Whoever that guy is, he has an enviable swing. not a lot of wasted motion, but a lot of effect. I would be interested in a technical explanation as to why it is not Ben Hogan.

Richard Dolan said...

"I like the way an invisible shield protected the weatherman from the storm surge. It made me think of Colgate with Gardol ..."
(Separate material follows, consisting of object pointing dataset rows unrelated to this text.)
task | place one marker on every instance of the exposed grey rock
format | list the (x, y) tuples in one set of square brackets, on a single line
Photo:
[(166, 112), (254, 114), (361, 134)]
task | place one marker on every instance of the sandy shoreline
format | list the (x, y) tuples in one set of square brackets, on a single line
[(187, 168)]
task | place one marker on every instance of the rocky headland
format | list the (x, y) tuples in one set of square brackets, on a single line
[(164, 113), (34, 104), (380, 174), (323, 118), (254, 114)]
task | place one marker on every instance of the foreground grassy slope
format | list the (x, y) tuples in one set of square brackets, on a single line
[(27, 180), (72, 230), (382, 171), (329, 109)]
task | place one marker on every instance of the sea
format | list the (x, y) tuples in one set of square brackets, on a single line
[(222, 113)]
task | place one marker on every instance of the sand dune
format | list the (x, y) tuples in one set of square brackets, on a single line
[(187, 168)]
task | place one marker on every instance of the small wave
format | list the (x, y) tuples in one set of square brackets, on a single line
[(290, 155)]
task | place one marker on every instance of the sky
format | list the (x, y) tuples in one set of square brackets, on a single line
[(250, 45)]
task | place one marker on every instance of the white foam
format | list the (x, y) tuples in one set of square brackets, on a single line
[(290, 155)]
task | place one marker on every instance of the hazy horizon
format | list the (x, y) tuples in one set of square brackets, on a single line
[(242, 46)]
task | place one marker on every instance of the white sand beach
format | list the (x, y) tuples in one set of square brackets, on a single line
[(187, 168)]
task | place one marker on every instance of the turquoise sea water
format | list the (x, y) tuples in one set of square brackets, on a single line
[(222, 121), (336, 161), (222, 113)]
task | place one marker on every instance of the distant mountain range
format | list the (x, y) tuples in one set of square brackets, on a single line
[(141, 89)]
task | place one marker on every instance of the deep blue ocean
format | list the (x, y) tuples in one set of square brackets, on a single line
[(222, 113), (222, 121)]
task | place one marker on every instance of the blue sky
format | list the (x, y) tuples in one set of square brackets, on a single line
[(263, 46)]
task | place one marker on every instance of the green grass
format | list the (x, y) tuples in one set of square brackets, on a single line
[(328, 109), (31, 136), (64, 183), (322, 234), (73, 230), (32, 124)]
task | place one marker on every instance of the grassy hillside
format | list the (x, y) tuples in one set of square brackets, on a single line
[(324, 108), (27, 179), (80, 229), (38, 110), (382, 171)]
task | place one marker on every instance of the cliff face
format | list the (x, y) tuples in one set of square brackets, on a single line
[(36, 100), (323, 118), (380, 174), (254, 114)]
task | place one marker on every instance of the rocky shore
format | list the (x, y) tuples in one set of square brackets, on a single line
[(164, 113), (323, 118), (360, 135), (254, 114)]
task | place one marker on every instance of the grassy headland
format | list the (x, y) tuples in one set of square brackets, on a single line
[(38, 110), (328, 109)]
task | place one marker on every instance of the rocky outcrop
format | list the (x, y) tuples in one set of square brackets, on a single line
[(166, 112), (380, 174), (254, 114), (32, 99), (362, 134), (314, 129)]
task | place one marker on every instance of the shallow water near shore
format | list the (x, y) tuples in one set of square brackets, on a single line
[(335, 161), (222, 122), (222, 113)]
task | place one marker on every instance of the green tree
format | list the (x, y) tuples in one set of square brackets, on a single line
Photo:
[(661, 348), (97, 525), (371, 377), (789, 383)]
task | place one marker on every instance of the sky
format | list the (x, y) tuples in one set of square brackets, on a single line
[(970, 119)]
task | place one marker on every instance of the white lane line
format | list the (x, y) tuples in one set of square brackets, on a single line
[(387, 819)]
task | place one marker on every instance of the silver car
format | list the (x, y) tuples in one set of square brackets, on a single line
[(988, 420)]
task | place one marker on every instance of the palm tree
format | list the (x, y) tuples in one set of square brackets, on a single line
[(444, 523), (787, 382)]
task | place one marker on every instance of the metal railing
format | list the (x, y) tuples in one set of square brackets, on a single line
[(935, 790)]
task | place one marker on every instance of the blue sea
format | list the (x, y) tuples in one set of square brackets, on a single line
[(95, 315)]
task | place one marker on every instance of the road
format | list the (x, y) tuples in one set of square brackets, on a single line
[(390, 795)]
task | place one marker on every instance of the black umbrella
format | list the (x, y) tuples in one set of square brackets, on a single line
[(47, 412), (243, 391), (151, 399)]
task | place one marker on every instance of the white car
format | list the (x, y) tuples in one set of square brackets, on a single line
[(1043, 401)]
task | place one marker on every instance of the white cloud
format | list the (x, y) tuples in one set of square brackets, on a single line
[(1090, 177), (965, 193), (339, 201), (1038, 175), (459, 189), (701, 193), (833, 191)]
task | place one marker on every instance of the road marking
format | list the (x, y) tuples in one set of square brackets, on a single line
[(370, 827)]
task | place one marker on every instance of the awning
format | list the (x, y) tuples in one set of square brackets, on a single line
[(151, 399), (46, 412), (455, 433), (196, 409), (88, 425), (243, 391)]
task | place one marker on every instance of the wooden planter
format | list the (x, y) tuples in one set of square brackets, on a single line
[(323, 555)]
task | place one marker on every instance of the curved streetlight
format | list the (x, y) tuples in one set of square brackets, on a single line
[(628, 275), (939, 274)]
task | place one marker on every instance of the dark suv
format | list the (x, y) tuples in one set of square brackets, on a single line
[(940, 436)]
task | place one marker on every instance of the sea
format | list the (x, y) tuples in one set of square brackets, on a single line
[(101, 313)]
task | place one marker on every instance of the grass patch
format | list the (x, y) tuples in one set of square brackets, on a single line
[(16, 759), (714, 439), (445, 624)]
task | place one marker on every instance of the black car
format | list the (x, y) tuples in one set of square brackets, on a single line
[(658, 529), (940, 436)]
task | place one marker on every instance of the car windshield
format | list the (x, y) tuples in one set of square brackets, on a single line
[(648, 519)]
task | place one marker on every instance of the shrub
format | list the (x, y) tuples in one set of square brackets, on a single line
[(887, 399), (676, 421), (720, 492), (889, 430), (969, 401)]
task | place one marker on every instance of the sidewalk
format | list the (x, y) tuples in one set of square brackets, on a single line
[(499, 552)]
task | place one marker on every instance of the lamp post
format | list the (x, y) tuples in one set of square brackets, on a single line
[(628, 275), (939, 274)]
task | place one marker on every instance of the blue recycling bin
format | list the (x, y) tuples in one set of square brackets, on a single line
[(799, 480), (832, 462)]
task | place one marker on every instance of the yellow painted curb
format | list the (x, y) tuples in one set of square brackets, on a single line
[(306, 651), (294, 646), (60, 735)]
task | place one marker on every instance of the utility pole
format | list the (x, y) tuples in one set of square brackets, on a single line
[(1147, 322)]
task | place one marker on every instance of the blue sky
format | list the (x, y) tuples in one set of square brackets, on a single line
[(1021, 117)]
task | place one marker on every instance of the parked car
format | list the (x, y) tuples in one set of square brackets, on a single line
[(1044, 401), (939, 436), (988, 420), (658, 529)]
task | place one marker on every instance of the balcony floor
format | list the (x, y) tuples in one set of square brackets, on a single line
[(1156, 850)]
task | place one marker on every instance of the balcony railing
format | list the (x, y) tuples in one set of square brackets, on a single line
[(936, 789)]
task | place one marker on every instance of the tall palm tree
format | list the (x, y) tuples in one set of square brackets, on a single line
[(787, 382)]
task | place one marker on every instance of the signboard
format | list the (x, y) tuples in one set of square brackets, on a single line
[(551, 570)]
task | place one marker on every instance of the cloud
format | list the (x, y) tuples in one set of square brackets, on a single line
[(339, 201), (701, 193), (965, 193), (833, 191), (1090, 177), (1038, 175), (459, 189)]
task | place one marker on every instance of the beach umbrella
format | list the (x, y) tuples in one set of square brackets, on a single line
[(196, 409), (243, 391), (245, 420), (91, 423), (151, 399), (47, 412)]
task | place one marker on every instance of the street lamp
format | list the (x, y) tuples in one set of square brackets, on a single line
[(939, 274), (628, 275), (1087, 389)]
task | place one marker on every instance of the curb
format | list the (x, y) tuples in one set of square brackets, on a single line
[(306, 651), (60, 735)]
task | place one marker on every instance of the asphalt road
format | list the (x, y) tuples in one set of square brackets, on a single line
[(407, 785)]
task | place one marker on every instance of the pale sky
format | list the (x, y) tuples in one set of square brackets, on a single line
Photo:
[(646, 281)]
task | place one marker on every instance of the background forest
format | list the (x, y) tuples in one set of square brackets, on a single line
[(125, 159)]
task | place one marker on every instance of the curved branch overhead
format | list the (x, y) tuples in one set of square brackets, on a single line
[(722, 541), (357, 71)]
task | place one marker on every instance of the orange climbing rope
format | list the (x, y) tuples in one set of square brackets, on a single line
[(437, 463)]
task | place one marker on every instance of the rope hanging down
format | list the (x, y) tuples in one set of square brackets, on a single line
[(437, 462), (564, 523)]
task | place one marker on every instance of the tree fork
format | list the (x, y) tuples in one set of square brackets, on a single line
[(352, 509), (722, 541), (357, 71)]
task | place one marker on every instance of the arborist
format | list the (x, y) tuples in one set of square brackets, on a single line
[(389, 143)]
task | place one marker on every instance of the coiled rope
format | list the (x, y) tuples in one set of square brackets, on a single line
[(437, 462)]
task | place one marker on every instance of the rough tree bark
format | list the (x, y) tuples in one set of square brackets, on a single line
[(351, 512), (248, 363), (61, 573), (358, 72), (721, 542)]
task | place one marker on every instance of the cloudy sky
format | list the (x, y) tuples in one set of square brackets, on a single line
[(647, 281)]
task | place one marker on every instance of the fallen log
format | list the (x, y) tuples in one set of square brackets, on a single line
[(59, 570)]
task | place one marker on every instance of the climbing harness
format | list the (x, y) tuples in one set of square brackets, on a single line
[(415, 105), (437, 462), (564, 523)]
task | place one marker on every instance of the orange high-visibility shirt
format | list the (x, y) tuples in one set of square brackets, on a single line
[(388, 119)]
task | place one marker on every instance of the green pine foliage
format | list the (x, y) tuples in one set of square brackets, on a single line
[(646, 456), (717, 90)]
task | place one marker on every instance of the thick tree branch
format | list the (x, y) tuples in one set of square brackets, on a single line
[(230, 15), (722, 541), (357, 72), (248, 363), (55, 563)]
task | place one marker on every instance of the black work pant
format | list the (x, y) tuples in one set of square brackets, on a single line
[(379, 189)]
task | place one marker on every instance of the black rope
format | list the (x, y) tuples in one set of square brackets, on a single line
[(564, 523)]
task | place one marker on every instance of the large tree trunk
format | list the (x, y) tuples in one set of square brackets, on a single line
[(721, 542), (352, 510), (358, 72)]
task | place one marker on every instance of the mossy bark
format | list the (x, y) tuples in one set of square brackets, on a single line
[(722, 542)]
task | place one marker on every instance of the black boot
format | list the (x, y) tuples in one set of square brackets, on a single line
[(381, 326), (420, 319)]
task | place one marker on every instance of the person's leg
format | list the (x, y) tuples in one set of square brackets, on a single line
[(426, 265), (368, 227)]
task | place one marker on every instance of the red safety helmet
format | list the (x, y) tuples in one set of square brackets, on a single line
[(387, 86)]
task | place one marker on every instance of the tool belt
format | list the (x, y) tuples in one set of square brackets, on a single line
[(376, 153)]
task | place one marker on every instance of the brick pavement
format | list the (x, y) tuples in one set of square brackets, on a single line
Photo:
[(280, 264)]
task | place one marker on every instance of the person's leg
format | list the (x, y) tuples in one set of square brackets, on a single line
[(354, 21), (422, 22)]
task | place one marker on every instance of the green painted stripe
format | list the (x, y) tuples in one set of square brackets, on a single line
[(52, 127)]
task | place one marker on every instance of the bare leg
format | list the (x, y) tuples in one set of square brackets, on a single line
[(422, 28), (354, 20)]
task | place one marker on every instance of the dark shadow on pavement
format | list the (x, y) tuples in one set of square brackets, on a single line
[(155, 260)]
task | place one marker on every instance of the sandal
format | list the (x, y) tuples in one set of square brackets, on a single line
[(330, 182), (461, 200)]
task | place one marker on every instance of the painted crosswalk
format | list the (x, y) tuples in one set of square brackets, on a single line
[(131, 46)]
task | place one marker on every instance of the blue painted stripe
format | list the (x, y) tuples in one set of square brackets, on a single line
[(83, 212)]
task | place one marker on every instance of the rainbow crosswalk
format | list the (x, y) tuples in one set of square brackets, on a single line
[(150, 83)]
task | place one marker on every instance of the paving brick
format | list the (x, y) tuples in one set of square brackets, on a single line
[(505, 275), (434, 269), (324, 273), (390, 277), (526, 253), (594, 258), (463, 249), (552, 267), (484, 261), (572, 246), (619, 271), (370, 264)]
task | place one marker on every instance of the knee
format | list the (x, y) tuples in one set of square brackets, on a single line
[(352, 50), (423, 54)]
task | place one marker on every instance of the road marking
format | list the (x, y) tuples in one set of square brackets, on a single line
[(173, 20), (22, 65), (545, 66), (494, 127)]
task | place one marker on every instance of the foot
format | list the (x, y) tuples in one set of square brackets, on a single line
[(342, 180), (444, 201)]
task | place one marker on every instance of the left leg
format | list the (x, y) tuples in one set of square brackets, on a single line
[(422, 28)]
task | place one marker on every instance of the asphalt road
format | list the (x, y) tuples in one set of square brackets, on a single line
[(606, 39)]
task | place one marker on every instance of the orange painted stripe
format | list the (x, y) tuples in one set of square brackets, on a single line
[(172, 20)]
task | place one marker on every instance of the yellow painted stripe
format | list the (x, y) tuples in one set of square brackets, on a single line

Now that's an active and very imaginative visual association, reaching back a long, long way. Kudos.

Oso Negro said...

@rehajm - if I believed meteorologists instead of my own lying eyes, I would be dead just now. The official forecast for Hurricane Ike was certain death. Yet, strangely I seem to be a sentient and animate being. I have had a house in Galveston since 1988 and have experienced numerous hurricanes. Per the dire predictions of weather experts, I should be inundated due to rising sea level, but I am not. Trust me, when you live on a sandbar in the Gulf of Mexico that tops out at 15 feet, you pay attention to tides and storms. I am telling you that my lived experience is that when hurricanes steam into my part of the Gulf, they are pushing a bunch of water which was not previously sucked out of the Bay, forming a land bridge to the mainland. Further, per the historical record, this did not happen in 1900.

Oso Negro said...

@rehajm - Here's the NOAA tide data for Ike, see page 28. No suck.

https://tidesandcurrents.noaa.gov/publications/Hurricane_Ike_Water_Levels_Meteorological_Data_Report.pdf

tim in vermont said...

Maybe Google saw my avatar and figured I need a new hat.

rehajm said...

Good luck with all the texbooks, Oso..

Oso Negro said...

@rehajm - do you think they would be more difficult than Physical Chemistry or Differential Equations or Chemical Reactor Design? I am guessing “no”. But I will be happy to pay for your travel and give you a boat (you won’t need it, all the water will be sucked out of the Bay) to await the next hurricane coming to Galveston. I will also buy some meteorological textbooks for you to stand on. It will take longer for your smart ass to drown that way.